In Construction: Anchoring Innovation in Santa Clara
Before walls could rise on a new global tech headquarters in Santa Clara, California, LPA’s team had to solve a complicated problem: anchoring the five-story, 350,000-square-foot office/lab/data center building within its one-story underground parking garage while resisting the buoyance of nearly 15 feet of marshland-saturated soil.
A standard deep pile foundation system wasn’t ideal due to the soft ground conditions and high water table. Structural engineers, architects, soil engineers, materials specialists, the construction teams and a host of collaborators worked the issues. “At every step we evaluated the effects on the building macrostructure and waterproofing systems, as well as the carbon impact of each option,” structural Project Manager Daniel Stone says.
Ultimately, they settled on a solid 3-foot-thick mat slab spanning the entire 100,000-square-foot subterranean garage footprint.
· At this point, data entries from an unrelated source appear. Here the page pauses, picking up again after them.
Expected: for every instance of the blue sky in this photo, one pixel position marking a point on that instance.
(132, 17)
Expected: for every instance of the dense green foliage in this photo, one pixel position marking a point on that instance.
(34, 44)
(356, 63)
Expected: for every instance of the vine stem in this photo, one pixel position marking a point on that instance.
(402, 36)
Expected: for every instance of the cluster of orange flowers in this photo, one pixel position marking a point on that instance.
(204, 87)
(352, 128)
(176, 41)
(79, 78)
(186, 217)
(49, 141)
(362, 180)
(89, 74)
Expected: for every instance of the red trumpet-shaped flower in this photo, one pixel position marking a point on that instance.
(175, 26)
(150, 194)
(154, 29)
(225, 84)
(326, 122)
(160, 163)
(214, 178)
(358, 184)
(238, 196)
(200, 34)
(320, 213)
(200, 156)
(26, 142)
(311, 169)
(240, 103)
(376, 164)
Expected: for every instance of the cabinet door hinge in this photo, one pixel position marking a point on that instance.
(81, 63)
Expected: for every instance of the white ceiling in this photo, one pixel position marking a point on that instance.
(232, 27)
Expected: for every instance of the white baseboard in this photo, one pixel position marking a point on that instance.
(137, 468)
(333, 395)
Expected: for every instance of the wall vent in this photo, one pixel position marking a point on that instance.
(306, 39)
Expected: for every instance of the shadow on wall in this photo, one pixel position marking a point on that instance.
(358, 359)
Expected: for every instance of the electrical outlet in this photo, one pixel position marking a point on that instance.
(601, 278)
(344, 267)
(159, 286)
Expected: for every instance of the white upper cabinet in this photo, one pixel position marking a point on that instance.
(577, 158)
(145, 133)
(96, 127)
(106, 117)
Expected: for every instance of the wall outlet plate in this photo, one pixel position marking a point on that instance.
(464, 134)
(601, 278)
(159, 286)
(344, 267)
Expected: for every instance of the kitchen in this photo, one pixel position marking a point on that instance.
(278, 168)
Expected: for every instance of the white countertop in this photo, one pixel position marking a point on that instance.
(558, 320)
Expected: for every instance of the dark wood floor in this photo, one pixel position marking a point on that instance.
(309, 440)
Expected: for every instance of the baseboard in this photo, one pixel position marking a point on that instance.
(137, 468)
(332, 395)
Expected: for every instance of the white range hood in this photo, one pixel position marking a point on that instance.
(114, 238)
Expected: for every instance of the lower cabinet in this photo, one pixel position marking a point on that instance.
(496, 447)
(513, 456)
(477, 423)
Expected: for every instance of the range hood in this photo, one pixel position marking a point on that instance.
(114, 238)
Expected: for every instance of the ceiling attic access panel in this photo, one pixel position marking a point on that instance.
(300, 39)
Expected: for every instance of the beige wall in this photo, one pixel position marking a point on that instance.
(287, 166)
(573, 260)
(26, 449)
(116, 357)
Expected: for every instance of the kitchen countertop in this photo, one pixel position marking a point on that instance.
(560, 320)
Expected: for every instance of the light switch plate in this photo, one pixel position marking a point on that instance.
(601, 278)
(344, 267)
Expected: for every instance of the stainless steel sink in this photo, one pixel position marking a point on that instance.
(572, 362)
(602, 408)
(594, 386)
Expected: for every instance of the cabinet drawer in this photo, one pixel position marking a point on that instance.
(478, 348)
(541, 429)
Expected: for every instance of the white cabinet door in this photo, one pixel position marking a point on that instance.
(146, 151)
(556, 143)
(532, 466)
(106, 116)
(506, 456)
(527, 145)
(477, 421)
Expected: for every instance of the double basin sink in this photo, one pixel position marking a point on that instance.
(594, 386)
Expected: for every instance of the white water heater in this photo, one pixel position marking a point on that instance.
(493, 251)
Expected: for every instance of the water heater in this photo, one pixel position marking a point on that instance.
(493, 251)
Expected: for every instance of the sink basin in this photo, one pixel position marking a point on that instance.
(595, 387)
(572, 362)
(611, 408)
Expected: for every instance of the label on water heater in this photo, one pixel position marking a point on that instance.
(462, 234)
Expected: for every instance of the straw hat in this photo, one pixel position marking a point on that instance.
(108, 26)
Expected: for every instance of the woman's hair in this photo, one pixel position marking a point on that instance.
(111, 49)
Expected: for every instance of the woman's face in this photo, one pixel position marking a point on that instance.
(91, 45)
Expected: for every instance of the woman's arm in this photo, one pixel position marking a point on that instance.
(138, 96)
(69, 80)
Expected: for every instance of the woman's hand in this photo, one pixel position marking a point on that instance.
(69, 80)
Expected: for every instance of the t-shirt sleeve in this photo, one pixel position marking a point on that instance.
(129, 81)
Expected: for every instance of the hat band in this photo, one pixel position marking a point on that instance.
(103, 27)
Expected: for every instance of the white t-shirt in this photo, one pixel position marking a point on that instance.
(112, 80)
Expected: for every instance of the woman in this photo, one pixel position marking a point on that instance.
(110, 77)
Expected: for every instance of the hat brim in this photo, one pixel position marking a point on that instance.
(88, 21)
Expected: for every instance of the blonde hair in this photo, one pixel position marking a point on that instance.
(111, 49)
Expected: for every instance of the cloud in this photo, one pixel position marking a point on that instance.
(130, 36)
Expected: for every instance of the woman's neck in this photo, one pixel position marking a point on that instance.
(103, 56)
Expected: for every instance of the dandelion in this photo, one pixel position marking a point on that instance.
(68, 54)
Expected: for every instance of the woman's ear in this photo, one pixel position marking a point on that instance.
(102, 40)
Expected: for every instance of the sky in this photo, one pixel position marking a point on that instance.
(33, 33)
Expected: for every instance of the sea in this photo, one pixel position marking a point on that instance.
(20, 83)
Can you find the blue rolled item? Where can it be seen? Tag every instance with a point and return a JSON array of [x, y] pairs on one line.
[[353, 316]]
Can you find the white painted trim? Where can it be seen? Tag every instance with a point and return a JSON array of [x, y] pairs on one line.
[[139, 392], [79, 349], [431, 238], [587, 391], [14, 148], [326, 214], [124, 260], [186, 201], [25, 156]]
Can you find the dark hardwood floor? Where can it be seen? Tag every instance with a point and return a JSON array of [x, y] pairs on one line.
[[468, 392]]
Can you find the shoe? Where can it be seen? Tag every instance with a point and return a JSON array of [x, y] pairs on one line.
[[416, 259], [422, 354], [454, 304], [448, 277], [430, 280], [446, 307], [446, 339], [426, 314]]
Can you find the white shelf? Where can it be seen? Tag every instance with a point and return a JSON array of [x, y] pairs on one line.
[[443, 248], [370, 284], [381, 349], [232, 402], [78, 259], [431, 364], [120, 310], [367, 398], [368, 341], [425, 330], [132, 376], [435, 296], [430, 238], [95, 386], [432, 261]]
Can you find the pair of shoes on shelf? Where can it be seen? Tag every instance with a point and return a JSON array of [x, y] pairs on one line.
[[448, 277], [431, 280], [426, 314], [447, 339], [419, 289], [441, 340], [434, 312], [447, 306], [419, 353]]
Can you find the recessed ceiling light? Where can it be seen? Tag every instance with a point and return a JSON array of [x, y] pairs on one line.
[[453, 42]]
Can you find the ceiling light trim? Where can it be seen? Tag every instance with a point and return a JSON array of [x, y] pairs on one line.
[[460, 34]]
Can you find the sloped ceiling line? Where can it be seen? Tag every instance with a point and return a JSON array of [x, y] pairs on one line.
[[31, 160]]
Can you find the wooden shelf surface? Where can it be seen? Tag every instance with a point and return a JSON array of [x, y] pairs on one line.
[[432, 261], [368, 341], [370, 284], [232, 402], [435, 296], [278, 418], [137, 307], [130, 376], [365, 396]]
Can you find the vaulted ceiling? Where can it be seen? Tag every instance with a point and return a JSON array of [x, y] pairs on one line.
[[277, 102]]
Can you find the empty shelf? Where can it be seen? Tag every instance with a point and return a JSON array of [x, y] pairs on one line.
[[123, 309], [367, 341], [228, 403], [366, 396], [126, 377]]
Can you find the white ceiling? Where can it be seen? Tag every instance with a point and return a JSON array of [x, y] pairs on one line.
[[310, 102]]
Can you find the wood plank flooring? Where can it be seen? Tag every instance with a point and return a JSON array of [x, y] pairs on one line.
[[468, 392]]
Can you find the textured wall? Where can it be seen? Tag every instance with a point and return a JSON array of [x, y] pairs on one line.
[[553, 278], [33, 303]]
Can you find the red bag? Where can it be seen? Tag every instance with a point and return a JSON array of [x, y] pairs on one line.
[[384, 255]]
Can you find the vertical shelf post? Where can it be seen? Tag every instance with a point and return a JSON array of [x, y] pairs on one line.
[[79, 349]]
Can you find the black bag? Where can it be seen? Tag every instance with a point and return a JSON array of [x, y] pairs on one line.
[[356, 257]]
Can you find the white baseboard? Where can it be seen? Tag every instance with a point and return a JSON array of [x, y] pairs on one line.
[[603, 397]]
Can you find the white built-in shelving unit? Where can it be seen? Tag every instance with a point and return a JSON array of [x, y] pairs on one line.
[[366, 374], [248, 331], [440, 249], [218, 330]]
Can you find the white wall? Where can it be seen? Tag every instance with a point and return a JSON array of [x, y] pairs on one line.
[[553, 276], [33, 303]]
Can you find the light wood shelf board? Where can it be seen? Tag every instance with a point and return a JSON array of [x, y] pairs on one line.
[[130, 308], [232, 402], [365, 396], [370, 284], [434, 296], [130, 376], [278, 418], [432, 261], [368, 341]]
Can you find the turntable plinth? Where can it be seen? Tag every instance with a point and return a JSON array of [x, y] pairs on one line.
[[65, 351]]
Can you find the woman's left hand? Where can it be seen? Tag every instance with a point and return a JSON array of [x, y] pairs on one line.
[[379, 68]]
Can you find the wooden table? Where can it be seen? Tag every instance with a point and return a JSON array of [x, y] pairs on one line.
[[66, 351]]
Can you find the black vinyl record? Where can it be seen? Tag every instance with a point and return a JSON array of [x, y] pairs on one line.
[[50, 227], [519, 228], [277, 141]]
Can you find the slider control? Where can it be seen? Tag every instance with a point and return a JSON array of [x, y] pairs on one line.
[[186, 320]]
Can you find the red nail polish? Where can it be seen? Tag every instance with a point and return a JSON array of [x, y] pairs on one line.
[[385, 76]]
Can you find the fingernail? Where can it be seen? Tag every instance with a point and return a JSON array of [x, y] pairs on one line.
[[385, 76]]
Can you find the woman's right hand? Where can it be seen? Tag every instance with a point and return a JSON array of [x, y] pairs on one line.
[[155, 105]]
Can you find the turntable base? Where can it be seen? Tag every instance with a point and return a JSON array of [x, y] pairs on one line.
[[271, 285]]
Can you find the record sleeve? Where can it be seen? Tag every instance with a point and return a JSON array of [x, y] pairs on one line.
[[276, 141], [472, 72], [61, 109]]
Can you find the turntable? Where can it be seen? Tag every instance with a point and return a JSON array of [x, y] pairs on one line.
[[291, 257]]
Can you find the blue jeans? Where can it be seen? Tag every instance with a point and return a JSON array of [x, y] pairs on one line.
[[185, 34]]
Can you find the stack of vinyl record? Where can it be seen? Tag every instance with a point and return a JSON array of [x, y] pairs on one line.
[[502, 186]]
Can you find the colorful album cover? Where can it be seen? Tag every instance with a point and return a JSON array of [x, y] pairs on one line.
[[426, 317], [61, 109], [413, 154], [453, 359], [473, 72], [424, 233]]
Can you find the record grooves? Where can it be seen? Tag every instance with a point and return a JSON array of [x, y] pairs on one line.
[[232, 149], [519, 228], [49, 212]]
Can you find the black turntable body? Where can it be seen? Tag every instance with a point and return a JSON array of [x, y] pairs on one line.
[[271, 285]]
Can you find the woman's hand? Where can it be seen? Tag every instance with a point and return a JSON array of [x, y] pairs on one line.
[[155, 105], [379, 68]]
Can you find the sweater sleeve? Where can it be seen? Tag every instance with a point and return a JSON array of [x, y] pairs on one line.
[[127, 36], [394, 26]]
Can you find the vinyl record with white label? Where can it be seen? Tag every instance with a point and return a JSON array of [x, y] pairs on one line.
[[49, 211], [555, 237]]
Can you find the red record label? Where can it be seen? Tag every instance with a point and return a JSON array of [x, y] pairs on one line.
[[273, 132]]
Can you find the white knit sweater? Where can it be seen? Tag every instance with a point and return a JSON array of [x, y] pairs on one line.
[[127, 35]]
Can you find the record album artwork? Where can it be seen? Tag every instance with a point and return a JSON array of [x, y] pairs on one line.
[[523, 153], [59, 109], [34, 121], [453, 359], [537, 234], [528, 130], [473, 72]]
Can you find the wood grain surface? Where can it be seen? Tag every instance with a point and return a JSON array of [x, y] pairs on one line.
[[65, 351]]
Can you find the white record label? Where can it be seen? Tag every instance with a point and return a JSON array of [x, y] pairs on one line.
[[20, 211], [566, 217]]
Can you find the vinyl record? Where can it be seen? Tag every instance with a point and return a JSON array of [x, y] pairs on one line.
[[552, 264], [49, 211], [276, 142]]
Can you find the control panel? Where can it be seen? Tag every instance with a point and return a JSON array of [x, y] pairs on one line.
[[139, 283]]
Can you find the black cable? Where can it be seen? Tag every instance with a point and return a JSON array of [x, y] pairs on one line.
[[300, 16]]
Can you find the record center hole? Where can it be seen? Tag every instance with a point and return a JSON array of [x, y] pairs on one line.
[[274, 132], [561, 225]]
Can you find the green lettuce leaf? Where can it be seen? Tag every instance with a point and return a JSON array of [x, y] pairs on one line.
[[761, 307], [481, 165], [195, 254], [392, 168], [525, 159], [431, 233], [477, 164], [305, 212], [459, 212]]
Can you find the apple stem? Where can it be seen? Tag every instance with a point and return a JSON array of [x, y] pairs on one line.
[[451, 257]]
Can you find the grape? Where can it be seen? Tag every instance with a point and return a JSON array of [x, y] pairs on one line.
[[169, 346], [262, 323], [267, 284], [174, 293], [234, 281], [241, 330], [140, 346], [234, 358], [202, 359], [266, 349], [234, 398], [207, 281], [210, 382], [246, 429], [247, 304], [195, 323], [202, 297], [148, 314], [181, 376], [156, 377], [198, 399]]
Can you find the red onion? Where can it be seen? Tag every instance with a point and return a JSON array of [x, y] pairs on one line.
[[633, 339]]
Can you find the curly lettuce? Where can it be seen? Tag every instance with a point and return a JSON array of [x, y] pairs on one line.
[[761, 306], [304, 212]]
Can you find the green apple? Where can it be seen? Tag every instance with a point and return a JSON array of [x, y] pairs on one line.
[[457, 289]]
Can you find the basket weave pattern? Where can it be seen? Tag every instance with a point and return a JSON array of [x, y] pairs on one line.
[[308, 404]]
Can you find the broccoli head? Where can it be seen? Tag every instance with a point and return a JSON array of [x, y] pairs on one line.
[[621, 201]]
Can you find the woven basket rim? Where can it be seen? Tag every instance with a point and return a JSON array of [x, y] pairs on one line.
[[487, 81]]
Engineered from a specially developed low-carbon concrete mix, which significantly reduced the project’s embodied carbon, the slab supports the structure above and counters buoyant forces below in the high-water-table conditions.
Pouring the slab was an event. This mat slab “bathtub” covered an area the size of eight Olympic swimming pools and required more than 12,000 cubic yards of concrete. Weeks of preparation were required before the pour. “All the waterproofing layers, rebar, electrical conduit, drainpipes and sump pumps had to be carefully installed and inspected before being completely and simultaneously encased within this mammoth slab,” says Project Architect Erik Holliday. When the time came, the concrete was delivered by more than 1,000 trucks arriving in carefully controlled intervals over three days, a tightly choreographed dance to lay the foundation for the innovative new facility.